Nursing school is very hard. For clarification, nursing school IS college. Let me explain, it is not like medical school where you go to four years of college and major, and eventually get your degree, in a subject like biology, then apply and go to 4 years of medical school. You go into college and declare your major as "nursing." Your advisor puts you on a pre-nursing plan of study where, in your first two years, you take required courses like anatomy, physiology, microbiology, etc. Towards the end of your second semester of your Sophomore year in college, you apply to your college's nursing school. You make a resume, do an interview depending on your schools policy, etc. if you get in, you begin nursing school your junior year of college and finish at the end of your senior year. You don't go to nursing school "after college." Now if you plan on doing something else as a career and end up wanting to go to nursing school later in your life, you have an option to do that as well.

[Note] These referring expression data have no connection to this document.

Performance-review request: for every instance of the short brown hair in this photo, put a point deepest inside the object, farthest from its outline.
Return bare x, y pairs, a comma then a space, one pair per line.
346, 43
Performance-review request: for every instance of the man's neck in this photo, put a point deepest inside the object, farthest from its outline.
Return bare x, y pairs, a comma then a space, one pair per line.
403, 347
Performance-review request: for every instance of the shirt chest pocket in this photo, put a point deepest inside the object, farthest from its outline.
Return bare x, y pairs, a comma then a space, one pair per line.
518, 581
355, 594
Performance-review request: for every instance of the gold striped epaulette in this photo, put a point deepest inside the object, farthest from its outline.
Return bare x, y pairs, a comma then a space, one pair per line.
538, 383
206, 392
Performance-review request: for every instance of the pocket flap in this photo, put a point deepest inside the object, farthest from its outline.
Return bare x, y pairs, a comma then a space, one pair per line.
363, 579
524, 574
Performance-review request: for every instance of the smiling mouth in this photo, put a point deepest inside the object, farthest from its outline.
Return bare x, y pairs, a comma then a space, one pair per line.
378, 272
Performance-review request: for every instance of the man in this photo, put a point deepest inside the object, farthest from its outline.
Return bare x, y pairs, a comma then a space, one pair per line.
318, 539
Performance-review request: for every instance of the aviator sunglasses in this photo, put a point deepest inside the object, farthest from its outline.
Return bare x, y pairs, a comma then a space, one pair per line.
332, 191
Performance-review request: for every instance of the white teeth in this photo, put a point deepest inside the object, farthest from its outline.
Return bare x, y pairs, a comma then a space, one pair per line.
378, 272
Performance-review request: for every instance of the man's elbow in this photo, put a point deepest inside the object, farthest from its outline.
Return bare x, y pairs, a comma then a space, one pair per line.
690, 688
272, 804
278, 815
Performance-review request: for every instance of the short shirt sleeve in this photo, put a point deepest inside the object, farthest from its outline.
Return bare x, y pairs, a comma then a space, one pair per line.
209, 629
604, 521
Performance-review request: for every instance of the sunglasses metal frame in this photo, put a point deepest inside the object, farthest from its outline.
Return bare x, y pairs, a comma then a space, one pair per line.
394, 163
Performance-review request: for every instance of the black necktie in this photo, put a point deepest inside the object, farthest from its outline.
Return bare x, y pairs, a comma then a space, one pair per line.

To answer your original question, it is difficult, time consuming, and it takes over your life. In my nursing school, Monday-Thursday were the days I was in class or clinicals and there would be a total of 32 hours of a combination of class or clinic that you would be in all of those days. An example would be class from 8am-4pm (not a class at 8, a class at 11, and a class at 3pm, I mean one class for 8 solid hours) Monday -Wednesday, then clinicals 7am-3pm on Thursday. And that would be every week. That time would not include study time, assignments, or papers that you would have to write, so tack more time in your day devoted to that. NOW you get to the end of your two years and you are NEARLY guaranteed a job that you will make $50,000 or so directly out of college. You can then, with more experience, gain more lucrative positions. So it can be worth it. I hope this answers your question, please feel free to ask any more questions if you need more information. I'm pretty good about replying. Good luck!